While Wolf’s real goal race is the same Galveston, Texas half Ironman that Dillinger is training for, he says that having this early race on his schedule made him get organized sooner. “I’m a check-the-box kind of guy. Every day I had to check the box on my workouts.”
4. DNS is NBD
The great thing about entering a short, early season race is that it gives you something to train for, but it doesn’t have the weight (and expense) of the half- or full-Ironman distance events that come later in the year. So if your training doesn’t go according to plan, it’s not a big deal to pull the plug (DNS = Did Not Start).
That’s the lesson Andrew Harley, 31, learned gearing up for Luck of the Irish. “About a month ago, I had some pain in a metatarsal that shut down my running for a few weeks,” he says. The pain was likely from a new pair of shoes he was trying. “I am almost over that now and am reintroducing running back into the workout regimen. It feels comfortable at a moderate tempo but as soon as I turn the pace up, my foot reminds me I am not 100 percent,” he says.
Harley’s real goal race is a half Ironman in Costa Navarino, Greece. With that race less than a month away, Harley decided it was best to sit Luck of The Irish out. “It was a tough call,” but knowing it’s more important to be 100 percent in Greece, he felt this was the right one.
5. The Race is a Confidence Booster
Everyone on team PlayTri calls April Hince “The All Star” because she can smoke everyone on the team. Which she did, winning overall female at the Luck Of The Irish Sprint Triathlon at 51:48. And she swears she didn’t think she’d do that well, since she’d spent the week beforehand eating and drinking her way around the Bahamas on a cruise.

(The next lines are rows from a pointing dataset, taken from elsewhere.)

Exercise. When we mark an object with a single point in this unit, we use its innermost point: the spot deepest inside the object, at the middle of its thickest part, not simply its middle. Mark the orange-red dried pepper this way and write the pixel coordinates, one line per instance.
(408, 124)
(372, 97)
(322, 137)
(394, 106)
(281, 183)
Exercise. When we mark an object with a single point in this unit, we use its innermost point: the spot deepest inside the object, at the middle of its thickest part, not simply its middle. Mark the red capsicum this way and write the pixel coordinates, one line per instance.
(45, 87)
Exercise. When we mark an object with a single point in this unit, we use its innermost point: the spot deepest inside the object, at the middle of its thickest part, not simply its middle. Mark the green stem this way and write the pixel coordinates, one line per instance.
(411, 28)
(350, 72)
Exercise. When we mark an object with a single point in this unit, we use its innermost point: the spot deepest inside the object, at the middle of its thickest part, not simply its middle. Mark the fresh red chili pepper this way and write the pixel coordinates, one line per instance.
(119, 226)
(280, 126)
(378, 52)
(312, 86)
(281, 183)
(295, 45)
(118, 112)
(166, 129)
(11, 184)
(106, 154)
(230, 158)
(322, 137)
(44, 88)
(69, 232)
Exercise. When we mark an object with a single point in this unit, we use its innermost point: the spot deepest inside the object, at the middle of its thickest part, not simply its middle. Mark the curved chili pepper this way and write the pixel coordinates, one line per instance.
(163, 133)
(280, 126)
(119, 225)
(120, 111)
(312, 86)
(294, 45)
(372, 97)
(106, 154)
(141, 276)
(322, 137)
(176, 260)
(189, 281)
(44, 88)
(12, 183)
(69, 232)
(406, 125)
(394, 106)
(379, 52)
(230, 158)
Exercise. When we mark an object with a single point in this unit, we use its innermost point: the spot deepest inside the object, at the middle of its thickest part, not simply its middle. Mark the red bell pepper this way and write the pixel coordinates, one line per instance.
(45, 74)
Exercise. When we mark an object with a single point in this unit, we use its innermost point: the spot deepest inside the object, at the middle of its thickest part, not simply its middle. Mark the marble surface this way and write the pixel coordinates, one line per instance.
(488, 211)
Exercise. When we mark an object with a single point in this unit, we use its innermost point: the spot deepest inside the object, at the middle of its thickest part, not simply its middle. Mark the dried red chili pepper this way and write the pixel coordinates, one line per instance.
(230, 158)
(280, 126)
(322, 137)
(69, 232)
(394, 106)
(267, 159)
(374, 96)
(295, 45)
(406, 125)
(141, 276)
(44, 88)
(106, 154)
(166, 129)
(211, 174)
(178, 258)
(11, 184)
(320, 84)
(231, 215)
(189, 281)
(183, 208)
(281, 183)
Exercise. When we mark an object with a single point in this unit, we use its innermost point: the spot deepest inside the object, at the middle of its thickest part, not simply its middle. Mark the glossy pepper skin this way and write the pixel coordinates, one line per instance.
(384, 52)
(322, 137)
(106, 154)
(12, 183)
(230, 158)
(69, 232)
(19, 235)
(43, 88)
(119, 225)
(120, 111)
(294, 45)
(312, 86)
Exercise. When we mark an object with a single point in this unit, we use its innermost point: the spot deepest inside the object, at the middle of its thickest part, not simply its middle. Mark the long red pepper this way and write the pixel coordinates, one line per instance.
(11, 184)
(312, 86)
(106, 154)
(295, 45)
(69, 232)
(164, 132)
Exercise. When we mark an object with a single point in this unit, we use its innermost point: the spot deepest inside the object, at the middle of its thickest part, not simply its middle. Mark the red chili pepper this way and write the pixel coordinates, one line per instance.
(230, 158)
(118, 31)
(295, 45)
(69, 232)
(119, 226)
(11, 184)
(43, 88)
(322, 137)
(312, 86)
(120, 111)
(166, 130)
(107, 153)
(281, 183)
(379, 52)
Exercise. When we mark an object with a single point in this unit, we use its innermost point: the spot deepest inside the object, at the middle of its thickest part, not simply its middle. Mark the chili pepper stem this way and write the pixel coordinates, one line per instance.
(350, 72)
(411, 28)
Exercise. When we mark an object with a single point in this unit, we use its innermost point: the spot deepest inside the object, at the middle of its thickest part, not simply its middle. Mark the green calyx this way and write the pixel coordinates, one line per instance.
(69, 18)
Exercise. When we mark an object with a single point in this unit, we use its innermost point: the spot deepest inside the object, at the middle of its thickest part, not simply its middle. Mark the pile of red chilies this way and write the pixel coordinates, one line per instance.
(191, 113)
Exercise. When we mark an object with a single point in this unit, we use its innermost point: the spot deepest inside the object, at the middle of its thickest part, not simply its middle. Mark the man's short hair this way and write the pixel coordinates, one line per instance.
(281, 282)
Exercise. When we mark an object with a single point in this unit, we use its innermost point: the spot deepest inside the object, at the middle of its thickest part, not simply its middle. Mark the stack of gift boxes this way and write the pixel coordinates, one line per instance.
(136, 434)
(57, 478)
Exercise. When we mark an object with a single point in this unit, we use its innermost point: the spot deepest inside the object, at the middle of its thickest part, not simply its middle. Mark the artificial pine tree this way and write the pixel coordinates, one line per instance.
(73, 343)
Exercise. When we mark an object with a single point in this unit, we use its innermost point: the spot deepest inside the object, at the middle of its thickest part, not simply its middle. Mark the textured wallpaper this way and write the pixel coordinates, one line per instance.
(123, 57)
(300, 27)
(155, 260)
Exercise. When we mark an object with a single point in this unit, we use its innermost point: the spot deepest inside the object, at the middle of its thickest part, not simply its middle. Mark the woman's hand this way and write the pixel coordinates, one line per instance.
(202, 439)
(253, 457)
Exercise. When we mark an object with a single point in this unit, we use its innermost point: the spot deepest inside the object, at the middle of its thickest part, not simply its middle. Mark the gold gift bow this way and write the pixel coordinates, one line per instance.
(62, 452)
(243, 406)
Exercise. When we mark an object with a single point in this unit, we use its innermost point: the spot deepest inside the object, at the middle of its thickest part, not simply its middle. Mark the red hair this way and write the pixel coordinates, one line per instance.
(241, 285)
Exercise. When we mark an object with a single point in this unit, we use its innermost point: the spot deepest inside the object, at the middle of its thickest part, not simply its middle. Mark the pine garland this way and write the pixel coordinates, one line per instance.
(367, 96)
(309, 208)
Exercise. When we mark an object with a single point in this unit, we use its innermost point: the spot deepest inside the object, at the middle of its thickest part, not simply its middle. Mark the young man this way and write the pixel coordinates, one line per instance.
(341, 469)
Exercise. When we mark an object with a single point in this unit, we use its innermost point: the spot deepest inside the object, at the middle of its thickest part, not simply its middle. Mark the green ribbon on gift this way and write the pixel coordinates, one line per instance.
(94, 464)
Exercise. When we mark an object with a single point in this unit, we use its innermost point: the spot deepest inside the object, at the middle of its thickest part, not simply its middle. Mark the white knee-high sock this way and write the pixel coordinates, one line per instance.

“Doing an early season race gets you in swimsuit shape early,” she jokes. And if you ace it, you have just a little more confidence as you head into your bigger goal races. Hince, for example, is trying to place in the top two in her age group at the 70.3 distance race in Galveston, Texas. “If I’m in the top two then I get to go to Nice, France this summer to compete,” she says. It’s going to be a hard goal to hack, since tons of quick folks show up to the Ironman Texas 70.3 race. But knowing she’s got some serious fitness is a big boost.